ENB’s Nutcracker is an emotional journey from which the audience returns both grateful and charmed

United KingdomUnited Kingdom English National Ballet’s Nutcracker: Dancers of English National Ballet, Students from Tring Park School for the Performing Arts, English National Ballet Philharmonic / Graham Sutherland (conductor). London Coliseum, 15.12.2022. (JO’D)

Artists of English National Ballet in Nutcracker © Laurent Liotardo

Production:
Music – Pyotr Ilyich Tchaikovsky
Choreography – Wayne Eagling
Set and Costume designs – Peter Farmer
Lighting – David Richardson

Cast included:
Clara – Julia Conway
Nephew – Francesco Gabriele Frola
Nutcracker – Fernando Carratalá Coloma
Drosselmeyer – Fabian Reimair
Mouse King – James Streeter

The choreography may have its moments of awkwardness. The substitution of Nephew for Nutcracker, and vice versa, may confuse anyone watching for the first time. But from the applause during the curtain calls on this year’s very cold opening night, there could be no doubt that English National Ballet’s Nutcracker (2010) had once again taken its audience on a magical, emotional journey from which it returned both grateful and charmed.

The applause reached a crescendo for the musicians of English National Ballet Philharmonic and their conductor, Graham Sutherland. Tchaikovsky’s music for the ballet, with its similarities to the Symphony No 6 in B Minor and to The Queen of Spades (where children also play at soldiers), is an emotional journey in itself. As the audience clapped the smiling dancers, the strains of the surprisingly solemn accompaniment to the Grand Pas de deux still echoed round the auditorium.

This year, perhaps because the company has a new Artistic Director Designate in Aaron S. Watson, it is a Nutcracker with some changes made. The Arabian Dance of the second act, already much altered from its risqué but narratively relevant original form, has been removed altogether to allow time for consideration of its ‘sensitivities’. The grandmother at the Act I party is given a pair of dark glasses to suggest that her ‘feeble wanderings’ are to be explained by sight loss rather than dementia. Yet she is still, oddly, subject to what amounts to domestic violence by the grandfather.

On the familiar note there is James Streeter as Mouse King. No other dancer in the role conveys that particular combination of menace and humour. Precious Adams, a familiar dancer recently promoted to First Soloist, makes something quite new of the party scene by bringing her strength and experience to the role of Louise, Clara’s sister. She does the same for the dance of the Mirlitons in Act II.

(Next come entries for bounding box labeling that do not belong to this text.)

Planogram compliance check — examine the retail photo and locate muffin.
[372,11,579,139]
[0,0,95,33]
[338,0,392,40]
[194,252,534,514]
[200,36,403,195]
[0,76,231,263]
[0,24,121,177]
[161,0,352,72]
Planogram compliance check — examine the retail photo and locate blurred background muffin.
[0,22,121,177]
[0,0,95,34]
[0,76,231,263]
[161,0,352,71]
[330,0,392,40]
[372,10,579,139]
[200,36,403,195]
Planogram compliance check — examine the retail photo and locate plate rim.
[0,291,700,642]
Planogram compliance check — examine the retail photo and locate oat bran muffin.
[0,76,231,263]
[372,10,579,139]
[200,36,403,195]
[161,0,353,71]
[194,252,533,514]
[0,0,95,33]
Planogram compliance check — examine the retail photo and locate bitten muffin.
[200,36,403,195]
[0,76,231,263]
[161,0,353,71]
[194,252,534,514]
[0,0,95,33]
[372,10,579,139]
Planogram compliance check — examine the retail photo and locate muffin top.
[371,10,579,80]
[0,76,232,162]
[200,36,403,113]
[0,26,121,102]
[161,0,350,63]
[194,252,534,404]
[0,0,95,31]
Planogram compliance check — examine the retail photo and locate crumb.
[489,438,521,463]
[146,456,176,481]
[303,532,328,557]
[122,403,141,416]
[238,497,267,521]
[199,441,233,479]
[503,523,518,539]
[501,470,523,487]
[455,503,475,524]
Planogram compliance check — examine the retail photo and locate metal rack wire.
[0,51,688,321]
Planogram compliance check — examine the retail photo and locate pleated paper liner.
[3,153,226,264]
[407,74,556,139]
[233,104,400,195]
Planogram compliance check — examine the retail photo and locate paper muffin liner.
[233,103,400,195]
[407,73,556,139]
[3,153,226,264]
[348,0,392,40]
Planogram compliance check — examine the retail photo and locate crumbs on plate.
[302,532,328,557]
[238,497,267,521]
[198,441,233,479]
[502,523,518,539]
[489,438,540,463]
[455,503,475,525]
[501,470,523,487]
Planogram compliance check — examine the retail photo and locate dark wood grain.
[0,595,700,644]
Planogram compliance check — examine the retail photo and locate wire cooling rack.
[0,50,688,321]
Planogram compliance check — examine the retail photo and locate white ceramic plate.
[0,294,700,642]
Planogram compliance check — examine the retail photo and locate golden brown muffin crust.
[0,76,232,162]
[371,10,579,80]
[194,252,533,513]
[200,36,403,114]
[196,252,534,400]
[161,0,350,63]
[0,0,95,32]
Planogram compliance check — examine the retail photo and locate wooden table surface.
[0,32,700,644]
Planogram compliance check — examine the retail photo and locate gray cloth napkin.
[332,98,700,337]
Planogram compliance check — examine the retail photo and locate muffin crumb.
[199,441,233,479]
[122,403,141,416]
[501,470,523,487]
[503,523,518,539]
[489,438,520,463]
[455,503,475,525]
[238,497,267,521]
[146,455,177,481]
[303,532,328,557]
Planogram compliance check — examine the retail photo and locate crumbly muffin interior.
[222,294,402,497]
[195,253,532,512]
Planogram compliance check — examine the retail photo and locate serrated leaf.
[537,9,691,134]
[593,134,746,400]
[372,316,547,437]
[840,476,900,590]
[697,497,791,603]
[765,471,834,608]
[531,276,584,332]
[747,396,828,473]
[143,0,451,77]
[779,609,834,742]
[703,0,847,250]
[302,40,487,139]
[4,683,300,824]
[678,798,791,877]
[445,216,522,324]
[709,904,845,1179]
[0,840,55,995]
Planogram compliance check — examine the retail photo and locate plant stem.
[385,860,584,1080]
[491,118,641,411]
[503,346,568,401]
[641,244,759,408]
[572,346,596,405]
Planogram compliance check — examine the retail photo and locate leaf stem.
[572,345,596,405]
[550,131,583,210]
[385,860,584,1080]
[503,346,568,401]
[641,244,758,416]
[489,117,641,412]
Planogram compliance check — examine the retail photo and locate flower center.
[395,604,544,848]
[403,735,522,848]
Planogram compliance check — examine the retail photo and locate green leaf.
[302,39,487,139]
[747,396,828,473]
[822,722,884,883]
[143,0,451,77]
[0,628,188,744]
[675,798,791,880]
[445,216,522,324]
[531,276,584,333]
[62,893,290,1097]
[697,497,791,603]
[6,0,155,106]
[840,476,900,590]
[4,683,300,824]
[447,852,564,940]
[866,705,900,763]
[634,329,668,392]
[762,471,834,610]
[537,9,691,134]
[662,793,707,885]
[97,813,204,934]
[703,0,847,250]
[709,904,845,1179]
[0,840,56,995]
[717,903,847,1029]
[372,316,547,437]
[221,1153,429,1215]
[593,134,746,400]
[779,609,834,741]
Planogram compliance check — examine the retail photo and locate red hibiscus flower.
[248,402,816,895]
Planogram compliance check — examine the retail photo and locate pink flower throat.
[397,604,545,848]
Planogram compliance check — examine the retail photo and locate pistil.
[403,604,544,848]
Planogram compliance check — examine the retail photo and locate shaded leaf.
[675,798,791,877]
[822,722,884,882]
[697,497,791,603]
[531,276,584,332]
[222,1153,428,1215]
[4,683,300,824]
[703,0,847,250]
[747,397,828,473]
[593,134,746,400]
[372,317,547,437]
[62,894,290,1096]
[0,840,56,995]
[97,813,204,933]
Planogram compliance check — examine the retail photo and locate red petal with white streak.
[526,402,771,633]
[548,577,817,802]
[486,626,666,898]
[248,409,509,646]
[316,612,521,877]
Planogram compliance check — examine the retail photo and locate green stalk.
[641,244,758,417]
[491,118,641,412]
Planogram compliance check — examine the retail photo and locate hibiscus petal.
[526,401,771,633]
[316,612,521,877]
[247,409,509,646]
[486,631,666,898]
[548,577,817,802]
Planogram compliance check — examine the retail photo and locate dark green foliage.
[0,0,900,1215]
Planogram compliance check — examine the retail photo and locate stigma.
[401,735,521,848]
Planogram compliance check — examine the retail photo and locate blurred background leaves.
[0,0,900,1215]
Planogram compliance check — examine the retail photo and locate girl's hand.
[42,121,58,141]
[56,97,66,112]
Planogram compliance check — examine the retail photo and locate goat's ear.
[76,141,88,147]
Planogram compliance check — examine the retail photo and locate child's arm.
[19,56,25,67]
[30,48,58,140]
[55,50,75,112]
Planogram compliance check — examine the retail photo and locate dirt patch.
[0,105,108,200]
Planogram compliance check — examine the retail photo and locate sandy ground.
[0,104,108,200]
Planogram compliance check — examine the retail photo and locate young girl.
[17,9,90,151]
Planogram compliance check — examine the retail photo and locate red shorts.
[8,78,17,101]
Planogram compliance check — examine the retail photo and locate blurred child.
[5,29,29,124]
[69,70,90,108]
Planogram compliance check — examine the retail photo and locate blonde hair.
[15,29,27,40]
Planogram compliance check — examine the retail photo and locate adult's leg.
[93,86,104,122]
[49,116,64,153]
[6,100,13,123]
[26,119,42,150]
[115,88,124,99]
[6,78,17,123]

Julia Conway (Clara) and Francesco Gabriele Frola (Nephew) © Laurent Liotardo

Clara herself is danced by Julia Conway, whose soft arms and musicality come into their own during the Grand Pas. Francesco Gabriele Frola, as Nephew, partners her with attentiveness and an attractive warmth. In the Spanish Dance, the first to receive vocal praise from the audience, Daniel McCormick’s demeanour impresses, as always, and the way that Ivana Bueno holds her head and shoulders is itself an explanation of why she won the ENB Emerging Dancer Award in 2020.

From the social dances of the ‘fractious’ children’s party (overseen by Fabian Reimair’s Drosselmeyer), to the equivocal Snowflakes in the Land of Snow, to The Puppet Theatre where dance is somehow set free, Nutcracker and its music give so much. Starting and ending the ballet as a child, Clara learns in between about love and, or so the music seems to tell us, death. Why else is that for the Grand Pas quite so searing, quite so solemn? As dancers line up for their curtain calls in front of designer Peter Farmer’s Jungian archetype house backdrop, the applause may be for what the audience has also learnt from the music about life and love and death.